I know it is not easy.  We all love to be loved.  We all cherish our close friendships.  We all love our friends.  But we have to make a very important choice.  We have to choose what is most important to us.  Is it popularity or ideals?  Is it being loved by friends or loving the Lord?  Is it your relationship with a friend or your relationship with the Lord?  Is it your friendship or your friend's soul that matters most?  

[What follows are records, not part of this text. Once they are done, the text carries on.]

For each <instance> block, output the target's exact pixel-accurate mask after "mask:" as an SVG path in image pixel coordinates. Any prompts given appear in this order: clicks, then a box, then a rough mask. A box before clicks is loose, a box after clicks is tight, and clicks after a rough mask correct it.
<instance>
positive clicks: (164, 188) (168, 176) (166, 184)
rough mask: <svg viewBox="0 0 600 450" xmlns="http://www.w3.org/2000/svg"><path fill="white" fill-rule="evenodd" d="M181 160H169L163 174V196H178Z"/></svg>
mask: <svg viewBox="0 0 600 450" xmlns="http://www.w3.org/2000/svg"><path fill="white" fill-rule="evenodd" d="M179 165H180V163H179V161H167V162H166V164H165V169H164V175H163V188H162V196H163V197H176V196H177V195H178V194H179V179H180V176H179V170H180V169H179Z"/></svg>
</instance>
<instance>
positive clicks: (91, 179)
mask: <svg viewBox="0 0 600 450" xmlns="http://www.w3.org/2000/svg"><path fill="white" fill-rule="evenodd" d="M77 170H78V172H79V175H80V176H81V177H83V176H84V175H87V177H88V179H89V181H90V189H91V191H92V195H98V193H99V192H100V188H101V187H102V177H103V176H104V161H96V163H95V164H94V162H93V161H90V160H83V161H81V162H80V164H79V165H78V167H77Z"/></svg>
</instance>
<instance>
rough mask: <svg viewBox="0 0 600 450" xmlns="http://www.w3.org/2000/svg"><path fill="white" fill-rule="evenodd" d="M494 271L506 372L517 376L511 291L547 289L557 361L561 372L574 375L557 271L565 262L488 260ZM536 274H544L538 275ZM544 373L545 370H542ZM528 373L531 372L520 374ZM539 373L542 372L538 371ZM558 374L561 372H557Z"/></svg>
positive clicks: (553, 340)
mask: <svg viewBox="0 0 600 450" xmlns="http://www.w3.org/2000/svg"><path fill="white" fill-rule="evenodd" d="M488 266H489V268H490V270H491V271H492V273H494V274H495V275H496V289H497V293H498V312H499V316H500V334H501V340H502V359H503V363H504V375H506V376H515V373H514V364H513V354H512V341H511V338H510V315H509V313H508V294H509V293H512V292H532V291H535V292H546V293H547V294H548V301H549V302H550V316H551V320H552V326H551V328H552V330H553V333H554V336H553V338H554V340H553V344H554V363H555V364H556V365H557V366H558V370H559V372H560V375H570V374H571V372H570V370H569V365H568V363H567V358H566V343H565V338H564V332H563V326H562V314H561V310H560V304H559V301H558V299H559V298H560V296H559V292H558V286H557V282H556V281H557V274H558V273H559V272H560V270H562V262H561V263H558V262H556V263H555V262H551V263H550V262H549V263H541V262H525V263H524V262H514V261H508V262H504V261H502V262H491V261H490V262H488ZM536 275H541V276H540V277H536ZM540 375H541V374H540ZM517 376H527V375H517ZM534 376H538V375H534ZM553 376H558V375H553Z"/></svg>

The truth is that it has not been easy for me either.  When I came to Christ, one by one all of my worldly friends fell away.  I could not do the same things with them that I used to do.  Even now, even among brothers and sisters in the Lord, friendship is often hard.  Even this blog has distanced me from some though for others it has brought us even closer.  Some things in life I just can not do anymore.  I do not want to listen to music woven through with filth and profanity.  I do not want to go out and get drunk.  I do not want to play video games or hours on end or revolve my world around sports.  That is not who I am anymore.  I am a child of God and God has been calling me more and more to live that way.  There are times when it is lonely, but those hard times are times I learn more and more that no matter who abandoms, despies, ridicules, or rejcts me in this world, I am doing what God has asked me to do and no matter what I am secure in the love of Christ.  I am learning more and more that there is nothing more that I need.  There is a song that we used to sing at church where the chorus is "You can have the whole world, but give me Jesus."  I am learning more and more each day how true that is.  I have made the choice a long time ago to be true to who God has made me to be and through that time I lost more friends than I made, met a wonderful wife, and continue to grow closer and closer to the Lord.  I have no regrets and I make no apologies for what I did that Christ has called me to do.  Be a child of light and the light of Christ that shines through you will give light to the darkened souls of your loved ones who do not know the Lord.  I say this again: you may lose friends, but God will win souls. 
Therefore be imitators of God as dear children. And walk in love, as Christ also has loved us and given Himself for us, an offering and a sacrifice to God for a sweet-smelling aroma. But fornication and all uncleanness or covetousness, let it not even be named among you, as is fitting for saints; neither filthiness, nor foolish talking, nor coarse jesting, which are not fitting, but rather giving of thanks. For this you know, that no fornicator, unclean person, nor covetous man, who is an idolater, has any inheritance in the kingdom of Christ and God. Let no one deceive you with empty words, for because of these things the wrath of God comes upon the sons of disobedience. Therefore do not be partakers with them. For you were once darkness, but now you are light in the Lord. Walk as children of light (for the fruit of the Spirit is in all goodness, righteousness, and truth), finding out what is acceptable to the Lord. And have no fellowship with the unfruitful works of darkness, but rather expose them. For it is shameful even to speak of those things which are done by them in secret. But all things that are exposed are made manifest by the light, for whatever makes manifest is light. Therefore He says: "Awake, you who sleep, Arise from the dead, And Christ will give you light." See then that you walk circumspectly, not as fools but as wise, redeeming the time, because the days are evil.  Ephesians 5:1-16 NKJV

1 comment:

  1. "We can not lead people to the narrow gate of Christ if we live in the broad way of the world." Amen!